Diantara dalil yang menguatkan apa yang dikatakan Al-Imam Al-Ghazali itu ialah firman Allah Ta’ala,
سَأَصْرِفُ عَنْ آيَاتِيَ الَّذِينَ يَتَكَبَّرُونَ فِي الْأَرْضِ بِغَيْرِ الْحَقِّ
“Aku akan memalingkan orang-orang yang menyombongkan diri di muka bumi tanpa alasan yang benar dari tanda-tanda kekuasaan-Ku.” (QS. Al-A’raf, 7: 146).
Menurut Sufyan bin Uyainah, artinya: “Kami akan melepaskan pemahaman tentang Al-Qur’an dari mereka.”
- Beranggapan bahwa tidak ada makna lain dari kalimat-kalimat Al-Qur’an, kecuali dari apa yang diperoleh dari Ibnu Abbas, Mujahid atau lain-lainnya.[1]
Syaikh Yusuf Qaradhawi mengatakan bahwa para sahabat pun saling berbeda pendapat tentang makna Al-Qur’an, hal ini menjadi bukti bahwa mereka pun menafsirkan Al-Qur’an berdasarkan pendapat dan ijtihad mereka pribadi.
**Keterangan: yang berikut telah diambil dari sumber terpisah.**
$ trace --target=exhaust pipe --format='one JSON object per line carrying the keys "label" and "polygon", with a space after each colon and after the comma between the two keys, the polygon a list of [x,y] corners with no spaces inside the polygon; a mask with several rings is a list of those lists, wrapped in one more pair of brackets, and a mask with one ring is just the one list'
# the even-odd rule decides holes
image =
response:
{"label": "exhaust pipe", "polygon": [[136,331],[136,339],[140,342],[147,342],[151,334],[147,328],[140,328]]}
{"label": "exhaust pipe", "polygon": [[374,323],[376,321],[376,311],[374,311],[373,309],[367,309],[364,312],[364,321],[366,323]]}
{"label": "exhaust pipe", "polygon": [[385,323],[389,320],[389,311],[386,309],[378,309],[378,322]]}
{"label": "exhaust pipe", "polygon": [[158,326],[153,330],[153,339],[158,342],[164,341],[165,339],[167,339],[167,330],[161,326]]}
Yang perlu diperhatikan bahwa banyak perkataan atau pendapat para sahabat atau tabi’in dalam masalah tafsir, bukan merupakan pembatasan yang rinci terhadap makna yang dikehendaki dari lafazh, melainkan hanya sekedar penggambaran. Hal ini diingatkan oleh Ibnu Taimiyah. Contoh:
- Ash-shirathal mustaqim mereka tafsiri dengan makna Islam, Al-Qur’an, As-Sunnah, Sunnah khulafa’ur Rasyidun, jalan ubudiyah, atau ketaatan kepada Allah dan Rasul-Nya.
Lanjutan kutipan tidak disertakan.